Periodically when I would upgrade OpenSSH on various servers (yes, I bought BSD CD set to help support them, you could do that or donate) I am responsible for, I would find that sftp to that server would break such that an sftp login would result in the cursed "Received message too long 458961005" error. If you google for a solution all answers point to the shell emitting text when sftp tries to connect. That is all fine and well, but how the heck do you fix it on a GNU/Linux (my favorite flavor today) box using GNU/bash as the shell ? I tried the various solutions such as ~/.hushlogin etc. and confirmed that nothing would be emitted even if I used ssh. So what was the problem?

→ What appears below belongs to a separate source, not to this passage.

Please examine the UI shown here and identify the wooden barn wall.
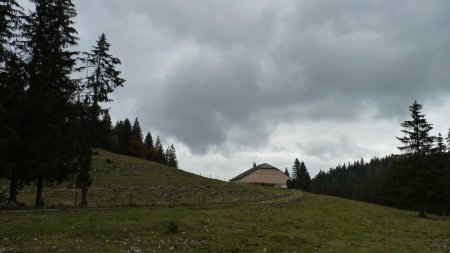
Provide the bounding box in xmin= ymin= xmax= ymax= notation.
xmin=239 ymin=169 xmax=288 ymax=184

The latest bout of 'no sftp' had gone on long enough so I again started searching for a fix. I came upon this link and it gave me a new clue. In my .bashrc startup file I typically do the following
test -s ~/.bashrc-local && . ~/.bashrc-localI don't have anything in .bashrc-local that emits any text so I never thought anything of it. However, what the heck, nothing else has worked, so I used the clue from the above link and did this
if [ ${TERM} != "dumb" ]; then
test -s ~/.bashrc-local && . ~/.bashrc-local
fi
and, by gosh, now I could sftp to this server! What the heck! Well, I
do color code my servers' login screens by using a program by
Moshe Jacobson
called color. So, my .bashrc-local was emitting
characters, though not text, when I would ssh or sftp to the
machine. Adding the test for "dumb" fixed the problem.
I hope this helps you. I have seen many postings with the problem and few solutions.